Features

Now’s the Time for Thinking About Those Spring Vegetables

By Shirley Barker
Tuesday January 29, 2008

Snow, rain, wind. It’s that time of year when snuggling under an eiderdown, preferably with furry four-pawed friends, seems the only way to keep warm. 

It’s a great time to tuck up the garden, too. A thick layer of mulch and soil amendments placed on the vegetable beds now—stable manure, worm compost, hay, pine shavings—will quickly rot in snow, rain and wind, and be ready to turn under in the hyperactive months ahead, March, April and May, when we expect it to be warm enough above and below ground to plant. 

What to choose? The gardening year starts in fall in California, with winter rains breaking the dormancy of seeds of native flowers. In our climate, between Tilden Park and the Bay, cool-weather vegetables can be grown in fall too, as well as spring, depending on the micro-climate of the garden, except for favas, garlic and celery, which are best grown only in fall, no later than Oct. 15.  

Celery is a marsh plant. If sown as seeds in a pot, put the pot in a shallow dish of water for constant moisture. Commercial six-packs of young plants transplant well. 

Peas can be soaked overnight, to speed germination. Sow seeds where they are to come up, in moist soil, as they dislike being transplanted. Do not water until leaves appear.  

Most of the leafy Brassicas can be started in August or February as seeds. Transplant when true leaves appear. They like heavy soil, plenty of manure, and should be firmly and deeply pressed into the earth to just below their leaves. Do not buy large leggy plants. 

Mustard grows very fast. Sow directly. 

Turnips are sown directly. Protect against an egg-laying moth, whose caterpillars tunnel into turnip globes and ruin them, by covering with screen or by sowing only in fall. 

Carrots, Beets, Chard, Spinach and Onions can be sown directly and thinned later (which tends to uproot all of them) or sown in pots and transplanted later. 

Radishes can be spaced when sown. Keep the bed moist. 

LETTUCE and its relatives can be sown or bought as plants. 

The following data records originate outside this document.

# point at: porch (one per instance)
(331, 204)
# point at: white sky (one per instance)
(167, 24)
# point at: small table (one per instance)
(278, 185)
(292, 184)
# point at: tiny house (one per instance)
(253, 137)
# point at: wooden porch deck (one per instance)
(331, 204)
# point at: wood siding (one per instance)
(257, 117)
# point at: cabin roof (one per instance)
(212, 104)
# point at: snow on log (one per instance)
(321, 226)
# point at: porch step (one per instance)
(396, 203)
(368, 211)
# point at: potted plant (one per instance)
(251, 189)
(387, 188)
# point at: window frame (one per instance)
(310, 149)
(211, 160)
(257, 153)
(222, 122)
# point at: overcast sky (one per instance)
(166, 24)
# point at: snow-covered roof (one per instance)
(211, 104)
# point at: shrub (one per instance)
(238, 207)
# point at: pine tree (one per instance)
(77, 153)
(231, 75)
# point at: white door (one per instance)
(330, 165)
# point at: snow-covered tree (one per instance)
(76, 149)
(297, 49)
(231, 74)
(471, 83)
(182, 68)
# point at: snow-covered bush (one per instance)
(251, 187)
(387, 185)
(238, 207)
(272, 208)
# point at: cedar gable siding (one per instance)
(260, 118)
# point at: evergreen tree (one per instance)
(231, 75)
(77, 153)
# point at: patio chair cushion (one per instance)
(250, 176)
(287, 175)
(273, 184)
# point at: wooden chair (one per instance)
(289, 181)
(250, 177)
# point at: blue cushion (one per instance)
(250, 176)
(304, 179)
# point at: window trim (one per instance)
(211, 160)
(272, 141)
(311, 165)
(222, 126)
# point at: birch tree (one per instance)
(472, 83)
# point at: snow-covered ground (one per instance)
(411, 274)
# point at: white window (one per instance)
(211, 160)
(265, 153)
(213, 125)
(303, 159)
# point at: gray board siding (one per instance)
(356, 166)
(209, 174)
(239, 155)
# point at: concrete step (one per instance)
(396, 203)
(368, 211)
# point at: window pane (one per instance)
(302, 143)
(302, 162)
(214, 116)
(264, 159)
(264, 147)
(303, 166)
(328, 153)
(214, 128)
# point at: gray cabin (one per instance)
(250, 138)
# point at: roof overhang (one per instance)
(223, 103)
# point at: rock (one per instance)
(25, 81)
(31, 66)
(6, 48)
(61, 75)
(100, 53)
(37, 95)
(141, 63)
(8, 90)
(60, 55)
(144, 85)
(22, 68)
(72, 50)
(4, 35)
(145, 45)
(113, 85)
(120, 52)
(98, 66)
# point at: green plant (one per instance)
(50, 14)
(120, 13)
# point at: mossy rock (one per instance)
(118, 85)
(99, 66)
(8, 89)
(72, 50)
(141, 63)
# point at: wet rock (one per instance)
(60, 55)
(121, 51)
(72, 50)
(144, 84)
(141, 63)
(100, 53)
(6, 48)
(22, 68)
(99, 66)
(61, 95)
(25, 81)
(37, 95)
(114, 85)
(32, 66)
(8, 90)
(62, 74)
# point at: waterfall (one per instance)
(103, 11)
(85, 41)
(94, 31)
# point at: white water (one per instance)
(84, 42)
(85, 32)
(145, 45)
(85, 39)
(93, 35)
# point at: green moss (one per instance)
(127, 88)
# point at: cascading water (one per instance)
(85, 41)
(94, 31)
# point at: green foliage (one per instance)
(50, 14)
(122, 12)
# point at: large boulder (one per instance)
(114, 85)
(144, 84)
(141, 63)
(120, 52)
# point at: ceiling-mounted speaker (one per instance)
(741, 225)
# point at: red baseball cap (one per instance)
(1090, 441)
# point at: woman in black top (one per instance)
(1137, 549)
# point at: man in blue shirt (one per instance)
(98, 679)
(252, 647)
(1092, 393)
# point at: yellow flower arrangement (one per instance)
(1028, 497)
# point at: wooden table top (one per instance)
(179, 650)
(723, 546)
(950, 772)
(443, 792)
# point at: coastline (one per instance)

POTATOES are frost tender. Plant between mid February to mid March for early potatoes. The tubers are formed on lateral rhizomes that grow from the stalks, so by mounding the plants with earth and organic material as they grow, more rhizomes and therefore more potatoes can develop. Potatoes will be found just below the surface, so be sure to keep them well mulched. Sunlight turns them green and inedible. 

Remember to defend leafy seedlings (cabbages, lettuce) from slugs, snails and cutworms with a collar of copper strip, sold by the foot in nurseries. Better still, acquire a pair of ducks. You will never again see a snail in your garden. Just be sure to shut the ducks securely into a cosy, well-ventilated coop every night at twilight, or they will be killed by raccoons. Ducks thrive on a daytime routine of snail patrol (and other foodstuffs of course) and nights spent safely on a deep litter bed of clean pine shavings. 

Keep the litter stirred, periodically refresh it, and totally replace it twice a year. Animal Farm on San Pablo at Cedar sells big bags of pine shavings. By year’s end you will have several bags of mulch already fortified with nutrients with which to coddle your vegetable beds when snow, rain and wind come round again in our cycle of local weather. 

Long before that, by Easter probably, you will have enjoyed fresh eggs with your flavor-rich, organically-grown vegetables.